Ahmet Ümit’e bu tür bir olay yaşayıp yaşamadığını sordum. O da doktor tavsiyesiyle bir yıl kaşe kullanmak zorunda kaldığını ancak okurlarının bunu gördüğünü ve belli olduğunu belirterek imza günlerinde yaşadıklarını şöyle anlattı:
“Bir gün kızıyla imzada saatlerce bekleyen Trabzonlu bir amca, ‘Bu kadar insan senin için kuyruğa giriyorsa sende bir hikmet var, beni bir okuyup üfler misin?’ dedi. Aşırı imza nedeniyle dirseğimde tenis dirseği oluştu. Ortopedistim Selahattin Bey, imza yapma dedi, bir yıl kadar kaşe kullandım. Şimdi ıslak imzaya döndük. En yoğun imzada, örneğin son İzmir fuarında en az 1000 kişi gelmişti, muhtemelen 3000’in üzerinde kitap imzalamıştım. Ortalama 1000 kitap imzaladığımı söyleyebilirim, çünkü okurlarım çoğunlukla tek kitapla gelmiyor.”
KİM NASIL İMZALARDI
- Bir dönem imza günlerinin yıldızı şüphesiz Aziz Nesin’di. Onun bir özelliği de uzun uzun ithaf yazmasıydı. O da son dönemlerinde gözlerindeki problem nedeniyle şiirlerinden birini kazıtarak yaptırdığı kaşeyi ithaf olarak basıp altına sadece imzasını atıyordu.

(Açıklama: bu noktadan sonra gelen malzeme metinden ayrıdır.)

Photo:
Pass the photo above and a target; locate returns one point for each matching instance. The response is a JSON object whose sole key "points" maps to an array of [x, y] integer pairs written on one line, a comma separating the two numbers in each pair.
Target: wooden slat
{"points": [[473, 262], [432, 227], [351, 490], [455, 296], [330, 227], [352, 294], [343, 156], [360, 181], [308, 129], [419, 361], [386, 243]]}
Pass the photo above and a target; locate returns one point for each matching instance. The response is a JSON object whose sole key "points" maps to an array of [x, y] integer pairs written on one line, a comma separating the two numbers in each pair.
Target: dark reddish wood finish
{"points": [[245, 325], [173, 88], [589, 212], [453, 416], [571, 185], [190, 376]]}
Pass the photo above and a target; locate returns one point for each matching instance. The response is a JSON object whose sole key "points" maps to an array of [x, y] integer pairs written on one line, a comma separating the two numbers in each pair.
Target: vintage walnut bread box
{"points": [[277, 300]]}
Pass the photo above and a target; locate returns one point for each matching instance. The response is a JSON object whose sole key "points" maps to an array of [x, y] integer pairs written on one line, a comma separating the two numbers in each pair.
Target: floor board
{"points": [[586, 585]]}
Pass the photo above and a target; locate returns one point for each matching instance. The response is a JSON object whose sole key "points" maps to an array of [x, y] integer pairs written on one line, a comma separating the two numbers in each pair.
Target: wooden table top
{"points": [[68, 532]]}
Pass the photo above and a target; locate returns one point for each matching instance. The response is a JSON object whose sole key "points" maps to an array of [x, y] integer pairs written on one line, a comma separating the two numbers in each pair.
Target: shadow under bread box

- İlhami Bekir Tez ve Vedat Türkali de ilerleyen yaşlarında yaptıkları imza günlerinde asistanlarına veya arkadaşlarına ithaf cümlelerini yazdırıyor ve altına imzalarını atıyorlardı.
- Büyük halk ozanı Âşık Veysel, ‘Dostlar Beni Hatırlasın’ kitabına parmak ve mühür basardı.
FATMA GİRİK, KIRK DOUGLAS’TAN NERESİNE İMZA ATMASINI İSTEDİ
İLGİNÇ bir imza hikâyesine de imzalı kitap konusunda uzman sahaf dostum Şeref Özsoy’un ‘BitapKitap’ adlı sosyal medya hesabında rastladım.
Kirk Douglas, 1964 yılında iyi niyet elçisi olarak Türkiye’ye gelmiş, İsmet İnönü’den tutun da Amerikan Kız Koleji öğrencilerine kadar pek çok görüşme yapmış. Prodüktörler Cemiyeti’nin onuruna düzenlediği yemekli toplantıda Fatma Girik (Reşat Ekrem Koçu’ya göre) dekoltesinin açıkta bıraktığı göğsüne imza atmasını rica etmiş, Kirk Douglas ise Girik’in sağ kolunu imzalamış. O sırada henüz 10 yaşında olan çocuk yıldız Ayşecik (Zeynep Değirmencioğlu), “Bir daha hiç yıkanmayacak” sözü vererek, Douglas’ın eteğine imza atmasını sağlamış.